Department of Modelling and Valuation
Whether ores, tailings or recycled materials – all these raw material sources can greatly vary in their chemical and physical characteristics. How such variations impact the efficiency of minerals processing is investigated by the Modelling and Valuation Department. It combines petrographic analysis results with mathematical models to optimize the metal extraction from particularly complex composite raw material sources. The approach is called Geometallurgy. The Department also develops new methods and powerful mathematical models to improve the entire process chain of metalliferous raw materials in terms of economic and resource-confined aspects.
Geostatistics of Geometallurgical Parameters
Potential analysis for deposits are based on chemical and physical data, often of limited amount or different origin. For optimal analysis, the Department of Modelling and Valuation uses geostatistical tools to predict spatial distributions while quantifying uncertainties. The focus is on geostatistical simulations and geostatistics of nonlinear scales for ore bodies.

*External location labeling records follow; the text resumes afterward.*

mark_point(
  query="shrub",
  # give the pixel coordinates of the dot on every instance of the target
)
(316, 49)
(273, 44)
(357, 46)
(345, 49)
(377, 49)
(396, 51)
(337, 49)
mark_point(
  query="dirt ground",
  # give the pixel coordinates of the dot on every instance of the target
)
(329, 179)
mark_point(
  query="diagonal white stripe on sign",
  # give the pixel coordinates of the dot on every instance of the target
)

3D Modeling of Microstructures with Stochastic Geometry
Unpredictable interactions between particle systems make a quantitative result prediction for mechanical and physicochemical processing difficult. The microstructures of the particles, which help analyzing the interactions, can so far only be displayed in 2D and therefore cannot be fully investigated. The Department, therefore, develops stochastic geometric 3D microstructure models as a basis for particle-based process modeling.
Particle-based Process Modelling
The department develops particle-based process models for quantitative prediction of energy-efficient processing routes. The models enable the simulation of particle flows under different process conditions and the deduction of optimal process parameters. For this purpose, physically based models are combined with statistical particle tracking models.

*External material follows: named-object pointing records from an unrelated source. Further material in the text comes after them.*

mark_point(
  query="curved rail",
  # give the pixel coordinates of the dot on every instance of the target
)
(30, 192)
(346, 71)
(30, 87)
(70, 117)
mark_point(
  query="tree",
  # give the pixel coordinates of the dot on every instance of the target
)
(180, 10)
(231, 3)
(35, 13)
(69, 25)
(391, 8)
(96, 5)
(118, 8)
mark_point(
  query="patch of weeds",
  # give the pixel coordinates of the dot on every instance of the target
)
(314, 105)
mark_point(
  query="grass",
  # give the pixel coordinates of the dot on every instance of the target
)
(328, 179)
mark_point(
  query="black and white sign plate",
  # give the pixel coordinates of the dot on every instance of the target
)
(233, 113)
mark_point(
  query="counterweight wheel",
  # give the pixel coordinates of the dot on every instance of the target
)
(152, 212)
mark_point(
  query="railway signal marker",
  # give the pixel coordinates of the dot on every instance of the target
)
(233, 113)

Model-based Adaptive Processing
Choosing optimal process routes and parameters is key to efficient benificiation. Based on the geostatistical ore-based process models generated in the department, scientists are developing decision-making theories and techniques to predict and adapt the choice of optimal process routes and parameters in real-time.
The department calculates and evaluates the efficiency and costs of metals production and values. In order to be able to appropriately assess the results the scientists study economic laws and dynamics of the commodity markets.